Before starting to search for anything you want, let’s just configure the method that you will use to communicate with the database. In the above figure, let’s click on the Search Indexes and create the new Index Should choose the term JSON Editor to start creating the new one. To search for a highly-dimensional vector, let’s follow my configuration.

{
  "mappings": {
    "fields": {
      "embedding": [
        {
          "dimensions": 512,
          "similarity": "cosine",
          "type": "knnVector"
        }
      ]
    }
  }
}

You need to pay attention to three terms including:

  1. “embedding” corresponds to the field name that you want to compare in the database.
  2. “dimensions” must match the initial dimension of the feature representations.
  3. “similarity” implies the method that we will use to compare two features.

Finally, you can search for anything that you want by using a short Python script

img = read_image(img_path, target_size=128)
device = torch.device("cuda") if torch.cuda.is_available() else torch.device("cpu")
model = ModelEmbedding(config = cfg)
ckpt = torch.load(
    os.path.join(cfg.SAVE_DIR, "checkpoint.pth"),
    map_location="cpu"
)
model.load_state_dict(ckpt['model'])
model.eval()
model.to(device)
img.to(device)
with torch.no_grad():
    vector_query = F.normalize(model(img),1)[0].detach(
        ).cpu().numpy().tolist()
    pipeline = [
        {
            "$search": {
                "index": "feature512",
                "knnBeta": {
                    "vector": vector_query,
                    "path": "embedding",
                    "k": 10
                }
            }
        },
        {
            "$project": {
                "embedding": 0,
                "_id": 0,
                'score': {
                    '$meta': 'searchScore'
                }
            }
        },
    ]
    res = collection.aggregate(pipeline)
    list_sim = []
    for r in res:
        list_sim.append((r['image_name'], r['score']))

Results

To assess the performance of both the deep learning model and the search method of Atlas Vector Search, I employed external images that were not part of the database.

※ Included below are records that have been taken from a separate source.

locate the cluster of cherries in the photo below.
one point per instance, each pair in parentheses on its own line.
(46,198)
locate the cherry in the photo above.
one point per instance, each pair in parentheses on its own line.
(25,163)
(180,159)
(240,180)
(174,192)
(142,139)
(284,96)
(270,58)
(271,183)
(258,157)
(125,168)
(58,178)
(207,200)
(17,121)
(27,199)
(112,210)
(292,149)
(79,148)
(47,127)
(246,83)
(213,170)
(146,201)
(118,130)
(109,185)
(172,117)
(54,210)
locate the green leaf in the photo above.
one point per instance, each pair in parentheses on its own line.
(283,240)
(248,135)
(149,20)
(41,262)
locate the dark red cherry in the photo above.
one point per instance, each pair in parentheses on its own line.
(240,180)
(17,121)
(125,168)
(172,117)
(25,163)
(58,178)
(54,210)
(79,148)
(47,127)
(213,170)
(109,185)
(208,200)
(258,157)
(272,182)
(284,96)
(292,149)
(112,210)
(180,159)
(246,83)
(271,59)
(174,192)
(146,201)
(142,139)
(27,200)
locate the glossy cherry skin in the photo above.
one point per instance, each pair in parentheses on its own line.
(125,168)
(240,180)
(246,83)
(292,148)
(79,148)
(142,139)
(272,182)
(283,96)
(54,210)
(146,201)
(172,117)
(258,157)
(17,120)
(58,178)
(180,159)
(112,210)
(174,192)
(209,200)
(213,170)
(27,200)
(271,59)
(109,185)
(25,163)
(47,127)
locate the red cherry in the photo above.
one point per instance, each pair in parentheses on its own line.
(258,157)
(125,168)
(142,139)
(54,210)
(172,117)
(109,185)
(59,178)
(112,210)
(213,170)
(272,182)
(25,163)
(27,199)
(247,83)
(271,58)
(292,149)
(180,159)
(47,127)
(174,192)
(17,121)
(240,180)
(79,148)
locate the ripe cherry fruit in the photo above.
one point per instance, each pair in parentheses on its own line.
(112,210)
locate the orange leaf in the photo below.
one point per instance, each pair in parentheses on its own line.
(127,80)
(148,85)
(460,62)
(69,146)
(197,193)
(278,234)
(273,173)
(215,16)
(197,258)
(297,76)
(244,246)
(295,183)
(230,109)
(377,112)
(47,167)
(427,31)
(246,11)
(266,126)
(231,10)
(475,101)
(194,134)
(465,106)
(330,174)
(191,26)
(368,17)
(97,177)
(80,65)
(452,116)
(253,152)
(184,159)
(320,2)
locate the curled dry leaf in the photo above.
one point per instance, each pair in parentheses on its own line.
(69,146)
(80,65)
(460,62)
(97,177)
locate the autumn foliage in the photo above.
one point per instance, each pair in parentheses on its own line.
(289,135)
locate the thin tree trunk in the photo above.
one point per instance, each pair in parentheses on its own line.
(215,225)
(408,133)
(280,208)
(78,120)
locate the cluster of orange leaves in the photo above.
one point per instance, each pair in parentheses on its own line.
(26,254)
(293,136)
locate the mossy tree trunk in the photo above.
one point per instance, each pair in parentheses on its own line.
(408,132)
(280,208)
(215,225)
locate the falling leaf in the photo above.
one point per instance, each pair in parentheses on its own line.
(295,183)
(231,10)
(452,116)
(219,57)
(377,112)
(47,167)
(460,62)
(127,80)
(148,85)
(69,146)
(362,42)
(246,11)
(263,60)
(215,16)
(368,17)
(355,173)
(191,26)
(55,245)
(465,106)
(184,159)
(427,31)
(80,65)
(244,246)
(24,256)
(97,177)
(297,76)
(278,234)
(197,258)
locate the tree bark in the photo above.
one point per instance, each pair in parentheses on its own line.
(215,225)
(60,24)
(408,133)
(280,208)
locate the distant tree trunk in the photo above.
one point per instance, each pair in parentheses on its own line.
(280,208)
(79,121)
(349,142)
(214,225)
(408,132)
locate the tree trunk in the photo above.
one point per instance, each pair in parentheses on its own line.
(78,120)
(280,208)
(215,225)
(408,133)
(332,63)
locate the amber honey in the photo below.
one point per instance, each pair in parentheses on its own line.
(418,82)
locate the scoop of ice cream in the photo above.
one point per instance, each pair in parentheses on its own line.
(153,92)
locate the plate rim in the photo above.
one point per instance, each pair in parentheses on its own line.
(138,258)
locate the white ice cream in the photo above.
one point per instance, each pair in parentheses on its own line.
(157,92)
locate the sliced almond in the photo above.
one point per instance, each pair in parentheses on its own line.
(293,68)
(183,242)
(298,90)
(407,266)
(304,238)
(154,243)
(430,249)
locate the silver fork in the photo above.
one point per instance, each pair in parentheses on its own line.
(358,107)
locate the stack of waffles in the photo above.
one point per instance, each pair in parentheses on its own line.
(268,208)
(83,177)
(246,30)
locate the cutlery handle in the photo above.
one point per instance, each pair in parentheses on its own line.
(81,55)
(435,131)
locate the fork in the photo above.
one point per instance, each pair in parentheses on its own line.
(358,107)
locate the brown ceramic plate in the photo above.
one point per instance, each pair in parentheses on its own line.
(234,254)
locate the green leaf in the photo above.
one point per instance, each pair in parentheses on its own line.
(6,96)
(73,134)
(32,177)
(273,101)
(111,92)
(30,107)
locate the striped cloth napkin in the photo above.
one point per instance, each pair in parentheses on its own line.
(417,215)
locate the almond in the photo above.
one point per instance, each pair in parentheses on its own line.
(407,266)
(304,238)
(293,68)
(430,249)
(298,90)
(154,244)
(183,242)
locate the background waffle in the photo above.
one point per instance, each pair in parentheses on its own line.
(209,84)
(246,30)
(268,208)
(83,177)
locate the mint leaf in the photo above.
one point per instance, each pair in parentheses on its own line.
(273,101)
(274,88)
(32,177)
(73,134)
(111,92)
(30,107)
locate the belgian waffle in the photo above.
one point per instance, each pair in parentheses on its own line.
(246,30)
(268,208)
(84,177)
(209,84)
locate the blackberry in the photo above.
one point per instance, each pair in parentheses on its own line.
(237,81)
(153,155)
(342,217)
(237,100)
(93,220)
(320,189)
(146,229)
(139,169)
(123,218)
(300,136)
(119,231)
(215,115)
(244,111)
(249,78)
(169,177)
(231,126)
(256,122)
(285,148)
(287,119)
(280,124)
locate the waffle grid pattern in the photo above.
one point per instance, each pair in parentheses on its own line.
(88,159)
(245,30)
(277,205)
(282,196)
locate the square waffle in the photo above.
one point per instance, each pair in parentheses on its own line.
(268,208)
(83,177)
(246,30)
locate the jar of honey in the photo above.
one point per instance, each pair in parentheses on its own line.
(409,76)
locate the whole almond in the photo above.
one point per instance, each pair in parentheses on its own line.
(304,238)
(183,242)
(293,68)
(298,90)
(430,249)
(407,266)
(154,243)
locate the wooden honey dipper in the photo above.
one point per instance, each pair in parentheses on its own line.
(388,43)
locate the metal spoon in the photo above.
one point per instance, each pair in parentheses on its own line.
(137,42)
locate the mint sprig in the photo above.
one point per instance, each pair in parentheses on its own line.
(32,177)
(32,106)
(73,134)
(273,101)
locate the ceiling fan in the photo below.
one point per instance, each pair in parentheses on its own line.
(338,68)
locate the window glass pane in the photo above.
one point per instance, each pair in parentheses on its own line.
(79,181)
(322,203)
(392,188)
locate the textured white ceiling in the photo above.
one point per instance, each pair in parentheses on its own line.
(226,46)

This enabled me to thoroughly evaluate the effectiveness and robustness of the framework I built. As you can see in the figure, the above item is the query image and the ten below images are the most similar samples in the gallery.

Conclusion

Throughout this blog, I had the pleasure of introducing you to a remarkable and innovative capability of MongoDB: the Vector Search tool. This powerful feature empowers developers to explore advanced search and retrieval techniques, leveraging the potential of vectors to enhance the efficiency and accuracy of queries. With the Vector Search tool, MongoDB opens up exciting possibilities for applications in various domains such as recommendation systems, similarity matching, and content-based search. By seamlessly integrating this tool into your MongoDB-powered projects, you can unlock new dimensions of data exploration and deliver enhanced user experiences.